Performance issue in Dataiku.
Hi, I am new to Dataiku and creating one pipeline like, datbricks-read-only dataset to -> prepare recipe (databricks dataset) ->(sync) databricks dataset to ->(sync) Azure dataset and then further process . In prepare recipe I am taking only required columns and renaming it so no space should be there.
pipeline is like as shown in screenshot.
When I tried to add any new column in prepare recipe and run pipeline it took lots of time to process pipeline around 2+ hrs. I tried to use both DSS and Spark engine option present in prepare recipe.
I am processing around 29 million records.

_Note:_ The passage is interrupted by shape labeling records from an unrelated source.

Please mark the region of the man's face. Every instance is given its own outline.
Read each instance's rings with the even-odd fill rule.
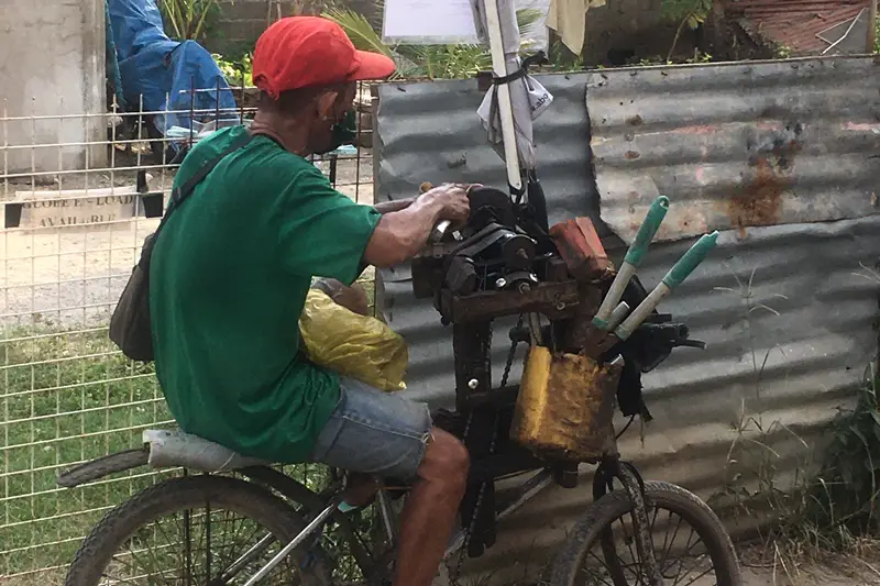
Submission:
[[[317,98],[317,112],[310,139],[310,151],[312,153],[326,153],[336,146],[334,126],[342,123],[345,114],[354,106],[354,97],[358,91],[358,84],[346,84],[340,90],[326,91]]]

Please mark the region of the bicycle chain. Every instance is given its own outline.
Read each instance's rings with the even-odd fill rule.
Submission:
[[[522,313],[519,314],[519,319],[516,323],[516,329],[522,327],[525,321],[525,316]],[[486,340],[486,344],[483,347],[483,352],[485,356],[490,356],[491,363],[491,353],[492,353],[492,334],[493,334],[493,325],[490,323],[488,327],[488,336]],[[510,377],[510,368],[514,365],[514,358],[516,357],[516,349],[519,343],[514,340],[510,342],[510,350],[507,352],[507,361],[504,364],[504,374],[502,375],[502,384],[499,388],[504,388],[507,386],[507,379]],[[453,356],[454,358],[455,356]],[[462,441],[468,442],[468,434],[471,431],[471,423],[473,422],[473,411],[468,416],[468,421],[464,424],[464,433],[462,434]],[[492,440],[488,444],[488,453],[495,453],[495,443],[498,439],[498,412],[495,412],[495,421],[492,425]],[[476,527],[476,520],[480,517],[480,509],[483,506],[483,497],[486,494],[486,486],[488,482],[484,482],[480,485],[480,491],[476,495],[476,502],[474,502],[474,510],[471,513],[471,522],[468,524],[468,529],[464,531],[464,543],[461,546],[461,553],[459,554],[459,560],[455,563],[455,568],[449,575],[449,583],[451,586],[459,586],[459,577],[461,576],[461,568],[464,565],[464,557],[468,555],[468,549],[471,545],[471,539],[473,537],[474,529]]]

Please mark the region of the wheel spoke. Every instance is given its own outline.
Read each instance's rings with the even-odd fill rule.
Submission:
[[[664,483],[651,484],[663,485]],[[653,490],[658,490],[658,488],[653,488]],[[658,499],[654,497],[648,500],[649,506],[653,508],[653,511],[648,511],[648,531],[654,555],[660,562],[659,567],[664,584],[667,586],[734,584],[735,582],[730,582],[733,578],[722,578],[722,574],[719,574],[721,567],[735,567],[736,556],[733,550],[729,546],[719,549],[717,545],[713,545],[715,549],[712,549],[706,545],[707,543],[718,543],[718,540],[714,539],[714,534],[706,533],[706,531],[723,532],[721,523],[715,521],[715,527],[707,527],[705,512],[696,510],[698,501],[691,508],[690,504],[693,500],[682,498],[680,488],[674,487],[669,491],[673,493],[672,496],[675,498]],[[584,553],[579,557],[580,561],[575,562],[576,570],[572,567],[576,572],[575,575],[584,574],[574,583],[578,586],[593,584],[645,586],[648,584],[648,577],[642,570],[644,561],[634,548],[632,541],[637,529],[631,505],[619,496],[614,499],[606,499],[605,502],[597,501],[600,506],[604,505],[609,509],[609,512],[615,511],[610,512],[614,517],[597,517],[594,512],[592,518],[596,519],[594,521],[597,523],[596,528],[587,532],[581,530],[581,534],[585,538],[580,539],[590,541],[584,544],[585,549],[580,549]],[[624,507],[628,508],[624,509]],[[618,524],[620,529],[617,529]],[[710,535],[713,535],[713,539],[707,541]],[[726,538],[726,533],[724,535]],[[620,541],[623,541],[623,546],[618,544]],[[570,548],[574,548],[576,543],[576,541],[571,543]],[[584,548],[584,545],[580,548]],[[565,556],[561,556],[561,560],[565,560]],[[572,557],[569,560],[574,561]],[[560,563],[566,562],[561,561]]]

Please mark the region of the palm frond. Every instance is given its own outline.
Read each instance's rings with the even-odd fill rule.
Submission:
[[[361,14],[348,9],[330,9],[321,15],[342,26],[342,30],[345,31],[345,34],[349,35],[356,48],[382,53],[386,57],[394,58],[394,51],[382,42],[382,37],[370,24],[370,21]]]

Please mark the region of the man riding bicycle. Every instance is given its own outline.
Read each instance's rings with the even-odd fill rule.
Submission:
[[[463,187],[362,206],[306,159],[338,146],[356,82],[394,68],[329,20],[270,26],[253,58],[261,97],[250,130],[201,140],[177,173],[179,186],[243,144],[163,228],[150,301],[156,373],[180,428],[267,461],[411,480],[394,584],[428,586],[464,490],[465,447],[432,427],[426,405],[308,362],[297,328],[314,277],[350,285],[367,264],[414,256],[439,221],[468,218]],[[374,483],[352,484],[346,502],[369,502]]]

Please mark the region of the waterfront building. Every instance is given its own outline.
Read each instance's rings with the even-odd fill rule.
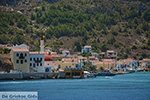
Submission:
[[[66,57],[67,55],[70,55],[70,51],[69,50],[63,50],[62,54],[65,55],[65,57]]]
[[[44,40],[43,40],[43,34],[41,34],[40,48],[41,48],[41,52],[44,53]]]
[[[53,60],[57,61],[57,60],[61,60],[62,57],[60,55],[58,55],[56,52],[51,52],[51,57],[53,58]]]
[[[87,53],[91,53],[92,52],[92,47],[91,46],[84,46],[84,49],[82,49],[81,51],[83,52],[87,52]]]
[[[104,59],[105,58],[105,52],[99,53],[99,59]]]
[[[99,56],[99,54],[98,53],[95,53],[95,52],[93,52],[93,53],[91,53],[92,54],[92,56],[95,56],[95,57],[98,57]]]
[[[110,59],[116,59],[118,52],[114,51],[114,50],[107,50],[106,52],[107,57],[109,57]]]
[[[29,50],[27,48],[12,48],[10,56],[14,70],[29,72]]]
[[[29,52],[30,54],[30,70],[31,72],[45,72],[44,69],[44,53]]]
[[[50,55],[45,54],[45,72],[51,72],[52,69],[57,71],[57,65]]]
[[[11,49],[13,49],[13,48],[18,48],[18,49],[28,49],[29,50],[29,46],[27,46],[27,45],[25,45],[25,44],[21,44],[21,45],[13,45],[12,47],[11,47]]]

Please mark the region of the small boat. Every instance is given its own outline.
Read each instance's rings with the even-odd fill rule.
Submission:
[[[81,76],[73,76],[73,79],[79,79]]]
[[[102,72],[102,73],[96,74],[96,76],[115,76],[115,75],[116,74],[110,73],[110,72],[106,72],[106,73]]]

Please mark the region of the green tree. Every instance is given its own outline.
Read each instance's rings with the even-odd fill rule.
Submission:
[[[76,50],[75,51],[81,51],[81,44],[79,41],[75,41],[74,46],[76,46]]]

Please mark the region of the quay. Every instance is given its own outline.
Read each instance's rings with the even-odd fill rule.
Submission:
[[[64,79],[64,72],[0,73],[0,80]]]

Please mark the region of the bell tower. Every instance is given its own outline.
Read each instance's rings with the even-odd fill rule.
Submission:
[[[41,33],[41,44],[40,44],[41,52],[44,53],[44,40],[43,40],[43,34]]]

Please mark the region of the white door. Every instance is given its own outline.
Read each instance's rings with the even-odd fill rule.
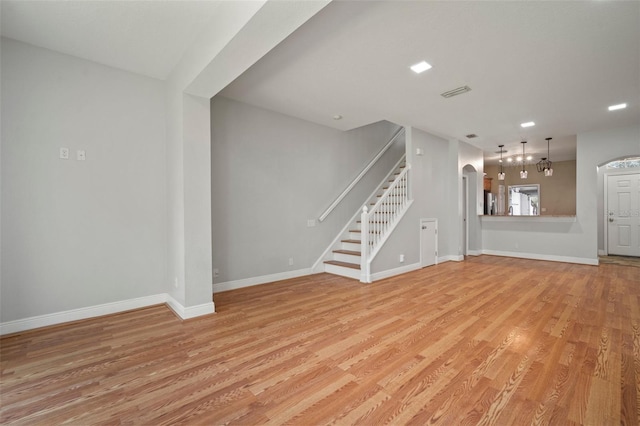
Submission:
[[[438,221],[422,219],[420,221],[420,266],[438,263]]]
[[[640,174],[607,176],[607,251],[640,256]]]

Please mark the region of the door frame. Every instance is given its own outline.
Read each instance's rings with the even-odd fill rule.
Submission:
[[[603,200],[603,211],[602,211],[602,239],[604,244],[604,254],[605,256],[609,255],[609,215],[608,207],[609,207],[609,176],[624,176],[624,175],[640,175],[640,171],[638,169],[628,169],[628,170],[612,170],[611,172],[605,171],[602,174],[602,178],[604,181],[602,182],[603,190],[604,190],[604,200]]]
[[[438,264],[438,219],[436,219],[436,218],[422,218],[422,219],[420,219],[420,268],[424,268],[425,267],[423,265],[424,247],[422,247],[422,225],[425,224],[425,223],[429,223],[429,222],[435,223],[435,227],[436,227],[436,245],[435,245],[436,263],[434,263],[434,265]]]
[[[467,256],[469,251],[469,177],[462,175],[462,250],[461,255]]]

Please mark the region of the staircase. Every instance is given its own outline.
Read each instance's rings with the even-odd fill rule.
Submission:
[[[324,261],[325,272],[370,282],[369,264],[408,207],[408,171],[403,157],[365,204],[362,215],[350,223],[331,251],[331,259]]]

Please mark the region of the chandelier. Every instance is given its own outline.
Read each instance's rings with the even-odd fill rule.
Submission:
[[[504,170],[502,169],[502,153],[504,152],[502,148],[504,145],[498,145],[500,148],[500,173],[498,173],[498,180],[504,180]]]
[[[542,159],[538,161],[538,164],[536,164],[538,172],[544,172],[545,176],[553,176],[553,169],[551,168],[551,155],[549,154],[549,141],[551,139],[553,138],[545,138],[545,140],[547,141],[547,156],[542,157]]]
[[[527,143],[527,141],[522,141],[522,170],[520,171],[520,179],[526,179],[528,172],[525,170],[524,168],[524,160],[525,160],[525,155],[524,155],[524,145]]]

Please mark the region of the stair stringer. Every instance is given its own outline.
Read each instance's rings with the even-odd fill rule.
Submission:
[[[396,220],[393,221],[393,223],[389,227],[389,230],[387,231],[387,233],[384,234],[384,236],[382,237],[382,239],[380,240],[380,242],[376,246],[375,250],[369,256],[369,259],[367,259],[367,263],[369,265],[366,268],[366,271],[371,271],[371,262],[373,262],[373,259],[376,258],[376,256],[378,255],[378,253],[380,252],[380,250],[382,249],[384,244],[387,242],[387,240],[389,239],[391,234],[393,234],[393,231],[396,229],[396,227],[402,222],[402,219],[404,218],[404,215],[409,211],[409,208],[411,207],[412,204],[413,204],[413,200],[409,200],[407,202],[407,205],[398,214],[398,217],[396,218]],[[362,271],[362,270],[360,271],[360,282],[371,283],[372,282],[372,278],[371,278],[372,274],[371,274],[371,272],[369,272],[369,274],[367,274],[366,271]]]
[[[406,161],[406,155],[403,155],[402,157],[400,157],[398,162],[396,164],[394,164],[394,166],[391,168],[389,173],[387,173],[387,175],[384,177],[382,182],[380,182],[380,184],[365,199],[365,201],[363,203],[363,206],[364,205],[368,205],[369,202],[371,202],[371,201],[373,201],[373,200],[375,200],[377,198],[377,195],[380,192],[380,190],[382,189],[382,187],[384,187],[384,185],[389,182],[390,178],[394,176],[394,173],[396,172],[396,170],[398,170],[400,168],[400,165],[405,161]],[[331,241],[329,246],[324,250],[324,252],[322,252],[322,254],[318,258],[318,260],[316,260],[315,263],[313,264],[313,266],[311,267],[311,271],[312,271],[313,274],[326,272],[326,267],[325,267],[324,262],[326,260],[330,260],[331,259],[331,253],[333,252],[333,250],[338,250],[341,247],[341,240],[347,239],[349,237],[349,230],[350,229],[354,229],[356,227],[356,223],[360,219],[361,213],[362,213],[362,208],[360,208],[358,211],[356,211],[354,213],[353,216],[351,216],[351,218],[346,223],[344,228],[342,228],[340,230],[340,232],[336,235],[336,237],[333,239],[333,241]],[[386,238],[388,238],[388,236],[385,237],[385,239]]]

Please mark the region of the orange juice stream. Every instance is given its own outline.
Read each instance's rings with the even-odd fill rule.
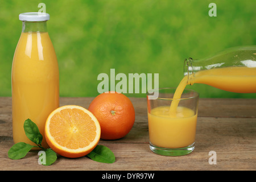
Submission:
[[[179,148],[195,142],[197,113],[179,106],[179,99],[187,84],[201,83],[236,93],[256,93],[256,68],[230,67],[200,71],[194,77],[185,76],[170,106],[153,109],[148,114],[151,142],[158,146]]]
[[[180,98],[186,85],[195,83],[209,85],[221,90],[236,93],[256,93],[256,68],[230,67],[199,71],[195,77],[185,76],[180,82],[174,98]],[[170,107],[170,115],[175,114],[179,100]]]
[[[48,32],[22,32],[12,67],[13,133],[14,142],[35,145],[26,136],[23,125],[29,118],[43,139],[48,115],[59,106],[59,68]]]

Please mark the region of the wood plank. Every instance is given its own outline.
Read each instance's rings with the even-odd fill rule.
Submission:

Is there any way to improve speed?
Getting some warnings like,
Operating system used: windows
Operating system used: windows
Operating system used: windows
Answers
-
-
Turribeach Dataiku DSS Core Designer, Neuron, Dataiku DSS Adv Designer, Registered, Neuron 2023, Circle Member Posts: 2,644 NeuronMoving 29m rows is never a good idea. It also makes little sense to move from Databricks to Azure since Databricks is a far more capable data technology. There are however few things you need to consider working with Dataiku. You should always try to use "push down" compute. With a SQL engine like Databricks this means the recipe should execute in the "SQL Engine". You can toggle the "Recipe Engine" view in the flow to see where you are not using SQL. Always try to use the same connection for your inputs and outputs as otherwise Dataiku will have to "stream" the data from the input connection to the output connection and this will be slower as it will run in the "DSS" engine. If your flow has a Databricks connection with read access to a schema (say schema1) with a Prepare recipe which writes to another Databricks connection with write access to another schema (say schema2) then you should speak with your Databricks administrator to to grant you read access on schema1 under the same credentials as the write access for schema2. This will allow you to perform transformations directly on the read only schema tables without having to sync the data first to the schema2. Finally avoid using Azure blob connections as these will be much slower and can't use push down compute. If the data needs to pushed to an Azure blob do it as the very last step.
Not all recipes support push down compute and same like the Prepare recipe will depend on which processors you use. Each Prepare step will show a green SQL icon when it is supported in SQL.